Little Lady Laxers - I’m just a gramps guy walking softly and carrying a big camera. After shooting the Sea Witch 5K on Sunday morning and getting great photos of a werewolf and octopus running down Henlopen Avenue, I was Frederick to Frederica to catch some Eastern Shore Lacrosse Club action at the DE Turf sports complex. For the ESLC, my son Dave is commissioner by default, handed the job by the Zen Master P.J. Kesmodel. I wanted to watch one game in which my granddaughter Lina was playing, then boogie south, telling Lina afterward, “Log in my appearance – date, time and place – for this tournament into your grandparent book because I want credit.” There are seven ESLC teams organized by year of high school graduation, starting with 2020 and going down in age through 2026/27 grads. There are approximately 140 total players from Dover to Stephen Decatur. Cape’s Champions Stadium serves as the home base.

Need not be literate - There are schools noted for broadcast journalism, like Northwestern, Syracuse and Temple, just to name three. But in sports, many high-profile jobs are handed over to those with name recognition who talk loud and fast, and make one grammatical mistake after another, all the while trying to sound like an erudite sports sociologist. I never hear sports fans talk about a broadcast team they like, but often about people in the booth they can’t stand, with Joe Buck and Cris Collinsworth leading the way. Remember the theme from Midnight Cowboy recorded by Harry Nilsson? “Everybody’s talkin’ at me, but I don’t hear a word they’re sayin’; only the echoes of my mind.” Turn the sound down on the TV and just follow the crawl at the bottom of the screen while listening to satellite. “You be pretty much stuck.” (joke - get it?).

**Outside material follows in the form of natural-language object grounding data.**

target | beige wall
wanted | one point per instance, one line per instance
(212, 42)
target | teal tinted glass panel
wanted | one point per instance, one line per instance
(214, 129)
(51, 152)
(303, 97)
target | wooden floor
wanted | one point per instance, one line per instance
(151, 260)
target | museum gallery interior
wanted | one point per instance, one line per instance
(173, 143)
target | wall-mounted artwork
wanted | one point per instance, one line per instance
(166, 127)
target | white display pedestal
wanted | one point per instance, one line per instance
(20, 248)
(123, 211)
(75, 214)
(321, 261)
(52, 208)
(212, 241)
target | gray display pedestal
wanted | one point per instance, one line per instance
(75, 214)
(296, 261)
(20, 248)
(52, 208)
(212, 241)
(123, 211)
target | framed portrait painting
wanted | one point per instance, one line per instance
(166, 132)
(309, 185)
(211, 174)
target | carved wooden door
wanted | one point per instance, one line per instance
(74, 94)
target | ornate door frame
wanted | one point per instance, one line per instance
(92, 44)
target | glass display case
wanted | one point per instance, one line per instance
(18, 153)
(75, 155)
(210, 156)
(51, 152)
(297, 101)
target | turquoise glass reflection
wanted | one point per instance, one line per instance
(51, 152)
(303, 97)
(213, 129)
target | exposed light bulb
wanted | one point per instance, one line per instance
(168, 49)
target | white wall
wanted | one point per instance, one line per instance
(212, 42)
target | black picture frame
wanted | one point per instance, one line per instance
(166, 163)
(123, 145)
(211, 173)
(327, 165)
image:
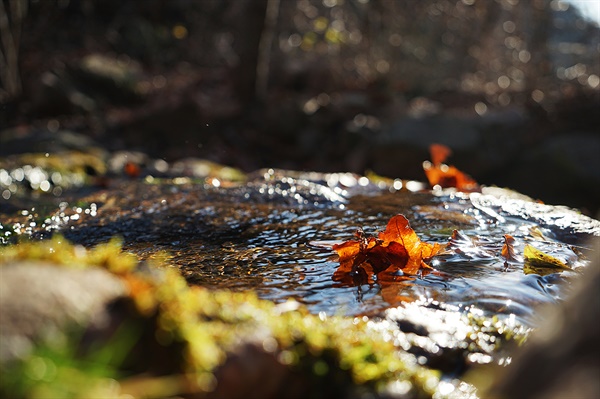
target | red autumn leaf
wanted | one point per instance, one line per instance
(508, 250)
(440, 174)
(396, 248)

Merrill Reese - The radio voice of the Eagles the last 40 years is now 76 years old with jet-black hair. He drives an Eagles green sports car with the vanity tag Merrill. Reese has a bachelor’s degree from Temple in communications and broadcasting. I listened to Eagles radio on my way to DE Turf on Sunday and marvelled at Reese’s brilliance. His voice pierces the airways on a fall morning. The fact that after 40 years he is still enthusiastically all the way is just nuts.

Snippets - I know that the starting 11 on Cape’s field hockey team are all honor roll students from two-parent households. It’s a demographic thing, part of the school profile. Thirty-four percent of school-age kids nationally grow up in single-parent households, and that translates to 24 million students. At DE Turf, I saw lots of grandparents soaking up the sun and beaming with pride, watching their granddaughters run up and down the field. That is demographic data for the taking. Does it make a difference in the future development of the child? Who am I? A sociologist or a sportswriter? Go on now, git!